What it does
Builds a Cost of Quality model splitting prevention / appraisal / internal-failure / external-failure costs, estimates the cost of poor quality from defect/incident data, computes automation one-time vs recurring cost vs saving with a payback period and break-even, and makes a prioritized investment business case. Uses real figures only, labeling missing inputs as placeholders.
When to use it
For QA economics and business cases — justifying or sizing the QA budget. Advisory; flag for human/finance review before budget decisions.
Prerequisites
qa.config.yml recommended (risk tiers, tooling, environments, process.release_cadence, gates); proceeds with stated assumptions if missing. Reads defect/incident/automation baseline signals.
Output
Test-economics / value-of-testing input to the 29119-3 Organizational Test Strategy / Policy / Test Plan (not itself a 29119-3 document) -> <paths.docs_dir>/COST-OF-QUALITY-<scope>.md.
Mechanics
How it works
- List assumptions and data completeness first; label each input actual/estimated/(placeholder)

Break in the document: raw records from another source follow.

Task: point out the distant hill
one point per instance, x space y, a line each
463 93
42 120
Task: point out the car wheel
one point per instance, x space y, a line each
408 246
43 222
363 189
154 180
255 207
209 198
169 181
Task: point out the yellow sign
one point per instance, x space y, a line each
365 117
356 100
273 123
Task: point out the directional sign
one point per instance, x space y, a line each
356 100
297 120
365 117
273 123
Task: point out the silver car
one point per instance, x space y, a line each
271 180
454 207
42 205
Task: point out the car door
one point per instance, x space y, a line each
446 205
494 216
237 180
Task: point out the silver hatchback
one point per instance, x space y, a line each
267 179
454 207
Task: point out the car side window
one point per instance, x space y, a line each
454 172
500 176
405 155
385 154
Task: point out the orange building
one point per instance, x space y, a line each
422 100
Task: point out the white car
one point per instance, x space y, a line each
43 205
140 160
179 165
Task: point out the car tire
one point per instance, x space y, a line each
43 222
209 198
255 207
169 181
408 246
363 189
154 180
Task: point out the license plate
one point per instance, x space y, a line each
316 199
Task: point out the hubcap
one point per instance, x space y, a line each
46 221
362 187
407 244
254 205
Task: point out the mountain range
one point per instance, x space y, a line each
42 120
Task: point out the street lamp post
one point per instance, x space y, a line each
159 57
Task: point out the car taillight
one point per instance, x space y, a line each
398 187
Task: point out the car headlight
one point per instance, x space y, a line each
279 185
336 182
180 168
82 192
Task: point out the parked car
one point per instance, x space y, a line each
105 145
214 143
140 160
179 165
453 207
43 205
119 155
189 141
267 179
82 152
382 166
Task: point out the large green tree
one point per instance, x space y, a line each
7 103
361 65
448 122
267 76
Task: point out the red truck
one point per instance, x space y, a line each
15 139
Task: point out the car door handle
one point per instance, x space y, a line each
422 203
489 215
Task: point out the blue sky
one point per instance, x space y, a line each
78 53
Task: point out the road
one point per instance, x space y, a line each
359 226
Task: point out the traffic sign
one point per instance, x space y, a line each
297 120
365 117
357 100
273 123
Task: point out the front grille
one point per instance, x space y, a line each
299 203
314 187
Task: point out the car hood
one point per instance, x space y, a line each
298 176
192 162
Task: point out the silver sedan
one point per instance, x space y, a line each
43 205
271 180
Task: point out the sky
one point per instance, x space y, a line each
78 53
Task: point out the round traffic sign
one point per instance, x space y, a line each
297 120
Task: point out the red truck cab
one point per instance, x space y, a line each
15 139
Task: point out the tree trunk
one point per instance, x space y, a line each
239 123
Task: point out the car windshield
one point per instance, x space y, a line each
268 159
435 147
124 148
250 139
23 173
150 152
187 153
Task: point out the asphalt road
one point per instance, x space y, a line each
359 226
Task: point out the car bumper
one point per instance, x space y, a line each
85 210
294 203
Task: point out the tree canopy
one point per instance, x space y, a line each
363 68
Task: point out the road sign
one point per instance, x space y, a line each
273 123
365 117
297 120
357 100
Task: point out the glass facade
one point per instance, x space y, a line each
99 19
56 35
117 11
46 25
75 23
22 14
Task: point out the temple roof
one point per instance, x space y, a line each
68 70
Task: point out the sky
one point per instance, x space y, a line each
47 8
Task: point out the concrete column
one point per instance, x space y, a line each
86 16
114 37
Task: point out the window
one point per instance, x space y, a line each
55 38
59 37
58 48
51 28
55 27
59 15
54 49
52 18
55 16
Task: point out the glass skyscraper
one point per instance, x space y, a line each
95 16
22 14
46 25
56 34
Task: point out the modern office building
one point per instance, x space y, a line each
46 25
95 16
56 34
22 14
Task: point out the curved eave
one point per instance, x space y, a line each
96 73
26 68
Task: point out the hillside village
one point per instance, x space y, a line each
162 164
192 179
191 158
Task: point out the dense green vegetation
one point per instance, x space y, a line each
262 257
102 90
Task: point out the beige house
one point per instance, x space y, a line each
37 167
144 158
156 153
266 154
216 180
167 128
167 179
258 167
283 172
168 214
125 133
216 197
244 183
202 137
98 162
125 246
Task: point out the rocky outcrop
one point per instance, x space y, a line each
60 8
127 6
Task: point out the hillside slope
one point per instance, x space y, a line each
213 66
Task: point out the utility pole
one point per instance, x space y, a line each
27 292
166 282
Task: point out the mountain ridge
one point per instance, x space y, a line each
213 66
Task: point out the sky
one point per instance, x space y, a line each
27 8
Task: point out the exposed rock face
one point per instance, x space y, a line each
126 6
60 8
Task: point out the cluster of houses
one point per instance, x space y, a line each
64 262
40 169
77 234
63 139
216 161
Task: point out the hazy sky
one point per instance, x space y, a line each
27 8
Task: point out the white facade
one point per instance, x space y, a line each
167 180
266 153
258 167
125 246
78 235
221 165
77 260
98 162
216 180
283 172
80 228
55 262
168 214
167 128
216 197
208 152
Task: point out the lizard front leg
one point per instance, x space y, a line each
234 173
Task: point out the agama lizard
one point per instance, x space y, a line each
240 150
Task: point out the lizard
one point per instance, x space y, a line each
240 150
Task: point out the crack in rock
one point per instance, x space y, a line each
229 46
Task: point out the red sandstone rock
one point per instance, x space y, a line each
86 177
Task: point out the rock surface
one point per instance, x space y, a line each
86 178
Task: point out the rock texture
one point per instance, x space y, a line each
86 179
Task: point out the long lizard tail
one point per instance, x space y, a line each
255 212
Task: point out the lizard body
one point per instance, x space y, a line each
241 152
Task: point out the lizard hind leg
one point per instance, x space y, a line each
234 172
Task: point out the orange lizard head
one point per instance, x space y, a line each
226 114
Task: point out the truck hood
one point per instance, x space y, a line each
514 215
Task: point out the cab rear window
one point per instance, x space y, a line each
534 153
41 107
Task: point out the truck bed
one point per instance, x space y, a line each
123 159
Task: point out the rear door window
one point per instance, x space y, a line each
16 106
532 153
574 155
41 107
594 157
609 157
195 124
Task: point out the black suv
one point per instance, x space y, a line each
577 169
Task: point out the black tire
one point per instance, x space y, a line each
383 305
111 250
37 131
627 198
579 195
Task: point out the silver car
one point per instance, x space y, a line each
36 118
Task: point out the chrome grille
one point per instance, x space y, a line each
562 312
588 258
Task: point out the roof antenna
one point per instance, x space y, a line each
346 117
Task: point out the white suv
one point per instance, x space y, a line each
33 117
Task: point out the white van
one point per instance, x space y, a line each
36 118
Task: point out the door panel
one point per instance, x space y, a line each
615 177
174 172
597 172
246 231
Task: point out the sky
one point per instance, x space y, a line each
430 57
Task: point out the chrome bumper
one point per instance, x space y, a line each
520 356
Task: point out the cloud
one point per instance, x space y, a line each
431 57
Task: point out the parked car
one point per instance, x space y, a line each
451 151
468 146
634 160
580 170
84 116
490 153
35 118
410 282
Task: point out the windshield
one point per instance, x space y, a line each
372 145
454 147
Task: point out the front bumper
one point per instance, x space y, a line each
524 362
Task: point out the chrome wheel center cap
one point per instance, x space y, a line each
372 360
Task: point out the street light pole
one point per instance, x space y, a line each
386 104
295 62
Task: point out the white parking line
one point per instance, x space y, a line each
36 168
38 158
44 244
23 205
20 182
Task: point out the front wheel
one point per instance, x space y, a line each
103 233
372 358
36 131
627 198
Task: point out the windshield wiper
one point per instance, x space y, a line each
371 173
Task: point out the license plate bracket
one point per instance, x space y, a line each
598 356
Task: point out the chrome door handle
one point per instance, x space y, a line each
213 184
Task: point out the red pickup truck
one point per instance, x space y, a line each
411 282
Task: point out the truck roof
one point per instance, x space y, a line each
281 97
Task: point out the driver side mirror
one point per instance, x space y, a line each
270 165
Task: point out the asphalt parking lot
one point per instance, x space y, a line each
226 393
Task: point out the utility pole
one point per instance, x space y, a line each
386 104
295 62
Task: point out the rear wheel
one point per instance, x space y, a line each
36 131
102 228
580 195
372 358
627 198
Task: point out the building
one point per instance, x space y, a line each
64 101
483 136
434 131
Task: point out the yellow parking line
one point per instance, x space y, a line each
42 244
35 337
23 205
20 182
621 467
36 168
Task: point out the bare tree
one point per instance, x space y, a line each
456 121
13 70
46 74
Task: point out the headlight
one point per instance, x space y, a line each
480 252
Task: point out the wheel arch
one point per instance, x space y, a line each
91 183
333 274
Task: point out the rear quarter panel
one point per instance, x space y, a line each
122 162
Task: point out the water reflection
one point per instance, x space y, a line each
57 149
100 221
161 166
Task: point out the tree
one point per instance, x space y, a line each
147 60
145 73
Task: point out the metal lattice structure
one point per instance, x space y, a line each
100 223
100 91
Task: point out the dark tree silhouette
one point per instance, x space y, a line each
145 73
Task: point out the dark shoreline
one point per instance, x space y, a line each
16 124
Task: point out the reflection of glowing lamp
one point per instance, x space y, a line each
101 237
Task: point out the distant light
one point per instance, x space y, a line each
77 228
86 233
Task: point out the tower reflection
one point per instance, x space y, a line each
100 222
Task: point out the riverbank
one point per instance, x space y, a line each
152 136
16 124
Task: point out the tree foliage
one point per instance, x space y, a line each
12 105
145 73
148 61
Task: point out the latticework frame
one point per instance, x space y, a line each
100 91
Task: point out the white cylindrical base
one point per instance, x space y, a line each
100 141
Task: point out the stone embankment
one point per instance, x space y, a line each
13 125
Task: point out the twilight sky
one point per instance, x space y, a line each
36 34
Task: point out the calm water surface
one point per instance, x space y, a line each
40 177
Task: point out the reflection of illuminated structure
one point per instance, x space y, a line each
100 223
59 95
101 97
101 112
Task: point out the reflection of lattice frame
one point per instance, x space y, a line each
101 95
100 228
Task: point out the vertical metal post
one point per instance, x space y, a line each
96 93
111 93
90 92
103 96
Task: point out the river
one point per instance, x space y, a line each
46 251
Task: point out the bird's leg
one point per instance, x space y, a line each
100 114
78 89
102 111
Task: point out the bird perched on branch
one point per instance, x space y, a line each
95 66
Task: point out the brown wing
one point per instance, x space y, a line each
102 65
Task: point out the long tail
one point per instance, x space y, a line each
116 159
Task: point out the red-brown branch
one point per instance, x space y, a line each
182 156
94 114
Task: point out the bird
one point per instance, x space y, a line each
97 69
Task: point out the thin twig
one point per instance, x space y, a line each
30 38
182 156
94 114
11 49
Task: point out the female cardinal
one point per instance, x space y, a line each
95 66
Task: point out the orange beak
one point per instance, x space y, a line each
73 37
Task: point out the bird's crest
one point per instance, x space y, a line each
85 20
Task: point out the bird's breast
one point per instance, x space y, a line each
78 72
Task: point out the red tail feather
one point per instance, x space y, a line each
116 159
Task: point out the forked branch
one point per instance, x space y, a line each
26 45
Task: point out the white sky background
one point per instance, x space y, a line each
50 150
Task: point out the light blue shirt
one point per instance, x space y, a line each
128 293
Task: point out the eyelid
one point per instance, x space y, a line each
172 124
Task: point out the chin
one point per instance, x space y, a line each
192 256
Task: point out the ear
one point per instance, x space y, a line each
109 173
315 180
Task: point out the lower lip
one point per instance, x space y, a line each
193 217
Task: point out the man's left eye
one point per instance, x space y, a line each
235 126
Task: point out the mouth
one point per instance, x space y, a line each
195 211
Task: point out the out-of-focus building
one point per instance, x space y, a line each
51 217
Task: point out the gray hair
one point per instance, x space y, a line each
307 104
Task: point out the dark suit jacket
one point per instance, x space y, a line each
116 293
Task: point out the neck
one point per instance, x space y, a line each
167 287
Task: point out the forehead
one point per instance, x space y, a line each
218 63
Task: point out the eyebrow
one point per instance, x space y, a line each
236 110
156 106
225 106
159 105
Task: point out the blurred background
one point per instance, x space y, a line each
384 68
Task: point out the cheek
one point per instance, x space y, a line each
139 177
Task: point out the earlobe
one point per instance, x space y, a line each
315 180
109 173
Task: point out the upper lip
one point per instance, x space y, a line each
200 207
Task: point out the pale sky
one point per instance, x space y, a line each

- Build the CoQ model: prevention/appraisal/internal-failure/external-failure as ranges
- Estimate cost of poor quality from defect/incident data over the period
- Compute automation ROI: one-time vs recurring cost vs saving
- Derive payback period and break-even with the cycle assumption stated
- Make a prioritized business case tied to CoQ categories and expected reductions
Why it works
The theory behind it
Value of testing & test economics (CTAL-TM), grounded in the cost-of-defects/shift-left rationale (Principle 3): defects get exponentially more expensive the later they are caught, which funds prevention. Costs are ranges with stated confidence (Principle 1 — a cost model is a forecast, not an audited statement).
CTAL-TM · CTFL v4.0 §1 (cost of defects)
Example
See it in use
> /qa:cost-of-quality "2026 automation programme"✓ Correct when It splits prevention/appraisal/failure costs and shows automation ROI/payback with the cycle assumption stated.